В свое время южновьетнамские власти запретили фильм, снятый по сценарию известной вьетнамской поэтессы Ня Ка, за «подстрекательство к пацифизму». Но в 1968 г., во время захвата Хюэ коммунистами, она находилась в городе и была свидетелем массовых расправ над населением, после чего написала эмоциональную элегию «Траурная повязка в память о Хюэ»[1482]. Теперь она была отправлена в лагерь перевоспитания, а ее трагическая элегия выставлена в Музее военных преступлений в Ханое как образец «марионеточной лжи». Заключенные в лагерях и тюрьмах не получали фиксированных сроков: их судьба всецело зависела от прихоти партработников. Ле Минь Дао, бывший командующий 18-й дивизией ВСРВ в Суанлоке, оставался за колючей проволокой до 1991 г. — намного дольше, чем нацистские генералы в советских лагерях после Второй мировой войны.

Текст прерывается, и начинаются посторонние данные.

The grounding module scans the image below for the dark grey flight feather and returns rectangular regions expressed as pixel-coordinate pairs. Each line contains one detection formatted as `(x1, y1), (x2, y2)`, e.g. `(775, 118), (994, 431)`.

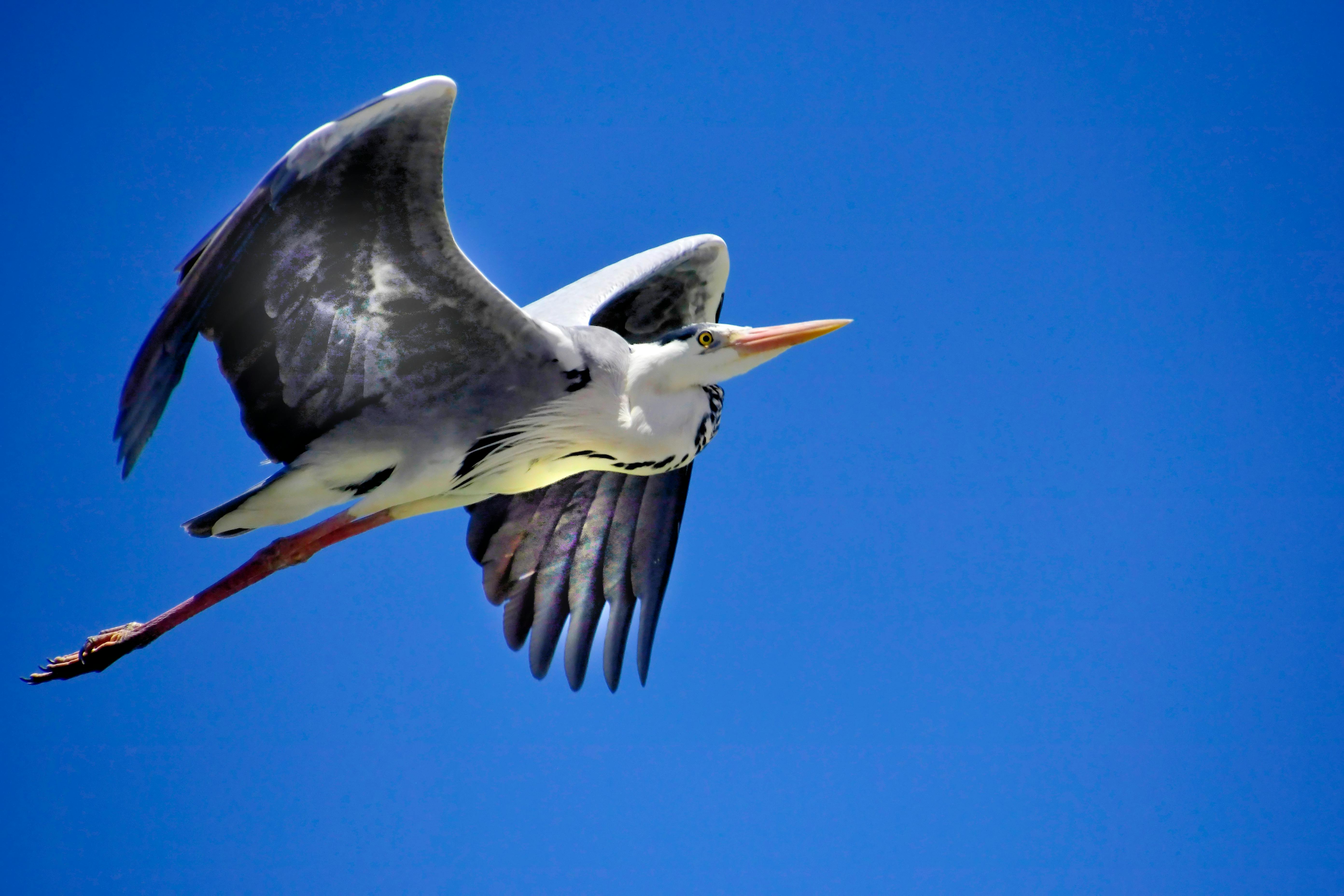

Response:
(114, 78), (568, 476)
(468, 465), (691, 691)
(468, 236), (728, 691)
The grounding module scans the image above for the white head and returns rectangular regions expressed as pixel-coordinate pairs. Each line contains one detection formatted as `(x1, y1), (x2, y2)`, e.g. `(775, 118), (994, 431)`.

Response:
(629, 320), (849, 392)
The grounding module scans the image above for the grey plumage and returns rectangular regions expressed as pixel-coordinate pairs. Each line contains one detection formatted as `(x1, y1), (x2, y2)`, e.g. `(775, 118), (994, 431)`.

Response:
(68, 78), (844, 691)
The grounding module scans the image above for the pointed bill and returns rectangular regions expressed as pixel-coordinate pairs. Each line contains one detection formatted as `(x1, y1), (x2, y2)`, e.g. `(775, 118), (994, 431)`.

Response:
(730, 320), (854, 355)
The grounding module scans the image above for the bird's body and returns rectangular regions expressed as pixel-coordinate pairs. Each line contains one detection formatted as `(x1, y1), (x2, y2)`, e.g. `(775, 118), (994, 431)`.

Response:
(31, 77), (848, 689)
(210, 325), (723, 536)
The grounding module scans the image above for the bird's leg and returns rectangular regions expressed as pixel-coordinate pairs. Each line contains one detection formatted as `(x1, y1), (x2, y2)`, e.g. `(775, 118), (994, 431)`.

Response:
(24, 511), (392, 684)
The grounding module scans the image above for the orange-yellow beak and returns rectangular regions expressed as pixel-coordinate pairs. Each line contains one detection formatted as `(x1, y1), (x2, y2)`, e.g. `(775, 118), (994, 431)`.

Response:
(728, 320), (854, 355)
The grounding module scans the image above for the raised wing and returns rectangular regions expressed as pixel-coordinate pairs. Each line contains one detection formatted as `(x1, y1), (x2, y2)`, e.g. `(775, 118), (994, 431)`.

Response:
(116, 77), (563, 476)
(523, 234), (728, 343)
(466, 235), (728, 691)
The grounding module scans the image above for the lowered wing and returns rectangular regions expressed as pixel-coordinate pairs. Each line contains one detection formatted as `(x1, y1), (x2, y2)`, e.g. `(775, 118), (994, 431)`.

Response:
(466, 235), (728, 691)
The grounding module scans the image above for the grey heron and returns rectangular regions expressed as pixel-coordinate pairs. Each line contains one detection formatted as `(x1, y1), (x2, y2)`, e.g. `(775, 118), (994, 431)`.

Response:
(27, 77), (849, 691)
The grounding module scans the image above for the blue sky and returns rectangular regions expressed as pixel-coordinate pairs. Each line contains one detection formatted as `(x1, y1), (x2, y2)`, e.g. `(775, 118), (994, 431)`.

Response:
(0, 1), (1344, 893)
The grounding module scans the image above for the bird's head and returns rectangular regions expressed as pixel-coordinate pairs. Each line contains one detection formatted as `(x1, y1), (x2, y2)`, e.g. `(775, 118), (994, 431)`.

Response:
(630, 320), (849, 392)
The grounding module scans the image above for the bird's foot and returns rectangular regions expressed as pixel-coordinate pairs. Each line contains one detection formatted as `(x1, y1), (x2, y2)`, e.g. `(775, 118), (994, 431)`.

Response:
(24, 622), (159, 685)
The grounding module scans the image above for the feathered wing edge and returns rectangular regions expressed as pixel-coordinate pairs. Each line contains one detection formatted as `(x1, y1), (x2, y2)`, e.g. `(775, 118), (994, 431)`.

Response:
(466, 465), (691, 692)
(113, 75), (457, 478)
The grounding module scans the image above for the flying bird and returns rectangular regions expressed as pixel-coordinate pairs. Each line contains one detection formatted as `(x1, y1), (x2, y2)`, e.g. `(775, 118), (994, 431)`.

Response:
(26, 77), (849, 691)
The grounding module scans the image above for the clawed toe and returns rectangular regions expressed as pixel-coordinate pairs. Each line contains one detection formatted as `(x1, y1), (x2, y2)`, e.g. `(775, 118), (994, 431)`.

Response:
(23, 622), (153, 685)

Тысячи бывших офицеров ВСРВ были отправлены в лагеря перевоспитания на Север. Однажды к работавшим под охраной заключенным, среди которых был майор Луан, подошел пожилой крестьянин и обрушил на них горькие упреки: «Мы с 1954 г. ждали, что вы придете и освободите нас. А вместо этого вас привезли сюда как пленных. Какой позор! Это все потому, что вы плохо сражались, терпели коррупцию и слишком много развлекались. Вы предали нас!»[1483] Луан позже писал: «Мы молча выслушали эти мучительно болезненные слова как наказание, которое заслужили». Луан провел в лагере семь лет, затем еще девять лет влачил жалкое существование в Сайгоне, пока в конце концов не сумел бежать в США. Когда он вышел из лагеря, его бывший сержант сказал: «Вы покинули маленькую тюрьму, чтобы начать жить в большой, вместе с 70 миллионами наших соотечественников».
Бывший лейтенант Нгуен Куок Ши оказался в лагере перевоспитания рядом с камбоджийской границей, условия в котором были немногим лучше, чем в лагерях для пленных японцев после Второй мировой войны. Он и его товарищи провели бессчетные часы за составлением признаний в своих предполагаемых преступлениях. Им сказали, что они будут освобождены только тогда, когда их сочтут готовыми стать гражданами Нового общества. Неопределенность по поводу того, сколько времени им придется провести за колючей проволокой, доводила некоторых людей до безумия: «Один военврач покончил с собой, перерезав себе вены, а на следующее утро мы увидели его имя в списке освобождаемых»[1484]. Поскольку единственным доступным лекарством был аспирин, почти любая болезнь приводила к смерти. 59-летний отец Ши, бывший офицер сайгонской полиции, умер в первые месяцы пребывания в лагере, вероятнее всего, от хронического заболевания печени, хотя его семье не сообщили никаких подробностей. В лагере Ши один заключенный скончался от астмы. Еще один, непривычный к сельскохозяйственным работам, получил смертельную рану, когда пытался сломать бамбук: острый обломок ствола отпружинил и проткнул его. Дизентерия была повальной.
Хронический голод использовался как психологическое оружие. Бывший офицер медицинской службы ВСРВ Ли Ван Куи пришел в бешенство, когда заметил, что один заключенный из их «бригады» при раздаче риса — дневная норма риса составляла одну старую жестяную банку, сделанную из боеприпасов, на группу из восьми человек — всегда клал себе лишнюю ложку. В конце концов Куи не выдержал, вскочил на ноги, готовый убить вора, но он настолько ослаб физически, что от резкого движения у него закружилась голова и он рухнул на землю, прежде чем сумел нанести удар. «Той ночью я сгорал от стыда. Я осознал: ведь именно этого от нас и добиваются коммунисты. И я повел себя именно так, как они хотели. С тех пор я больше не поддавался на их игру»[1485]. В своем первом лагере Куи работал в похоронной бригаде. Три года спустя он вернулся в тот же лагерь и обнаружил, что кладбище значительно увеличилось.